Faith in God and His Word has always been a requirement for fallen man—hence the writer of the book of Hebrews could speak of “not laying again a foundation of repentance from dead works and faith in God” (Heb. 6: 1). However, now that God “has spoken to us in [the person of the] Son” (Heb. 1: 2), Christ is presented as the object of the believer’s faith, and hence the vast majority of references to belief and faith in the NT are connected with that blessed Person. Indeed, there is no faith in God in the present day without faith in Christ. As Peter says, (speaking of the Lord Jesus), “who by him do believe on God, who has raised him from among [the] dead, and given him glory, that your faith and hope should be in God” (1 Pet. 1: 21).

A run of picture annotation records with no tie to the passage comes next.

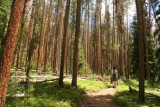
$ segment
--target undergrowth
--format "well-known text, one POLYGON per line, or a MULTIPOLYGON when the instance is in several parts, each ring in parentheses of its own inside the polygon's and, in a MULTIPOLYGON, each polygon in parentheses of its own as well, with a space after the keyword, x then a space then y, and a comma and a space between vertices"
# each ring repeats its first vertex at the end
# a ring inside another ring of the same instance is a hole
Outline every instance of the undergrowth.
POLYGON ((114 96, 118 105, 121 107, 160 107, 160 92, 155 87, 151 88, 147 82, 145 83, 145 103, 142 104, 139 102, 138 92, 129 92, 129 85, 138 91, 137 80, 119 81, 117 93, 114 96))

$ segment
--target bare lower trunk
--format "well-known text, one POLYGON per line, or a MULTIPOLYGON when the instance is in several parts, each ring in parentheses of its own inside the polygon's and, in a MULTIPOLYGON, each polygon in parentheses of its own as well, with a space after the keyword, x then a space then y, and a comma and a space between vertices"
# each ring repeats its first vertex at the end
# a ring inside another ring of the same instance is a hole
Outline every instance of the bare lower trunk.
POLYGON ((24 0, 14 0, 6 34, 6 41, 0 64, 0 107, 5 107, 5 100, 10 77, 10 68, 15 49, 18 27, 24 7, 24 0))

The Gospel testimony is “repentance towards God, and faith towards our Lord Jesus Christ” (Acts 20: 21), for He is the One “whom God has set forth a mercy– seat, through faith in his blood” (Rom. 3: 25). One of the peculiar marks of the current dispensation is the presence of the Holy Spirit here as the sent One of the Father, but the Spirit never presents Himself to the believer as an object of faith. The object of faith that the Spirit presents to the soul is the Man in the glory: “he shall bear witness concerning me” (John 15: 26).
Now if true faith in God assumes a relationship with God, then it necessarily leads to faith in God as Father: “But Jesus cried and said, He that believes on me, believes not on me, but on him that sent me; and he that beholds me, beholds him that sent me … For I have not spoken from myself, but the Father who sent me has himself given me commandment what I should say and what I should speak” (John 12: 44, 45, 49). The Christian is thus introduced by faith into a relationship of intimacy and love with God that far exceeds anything available before. As the Lord says, “for the Father himself has affection for you, because ye have had affection for me” (John 16: 27).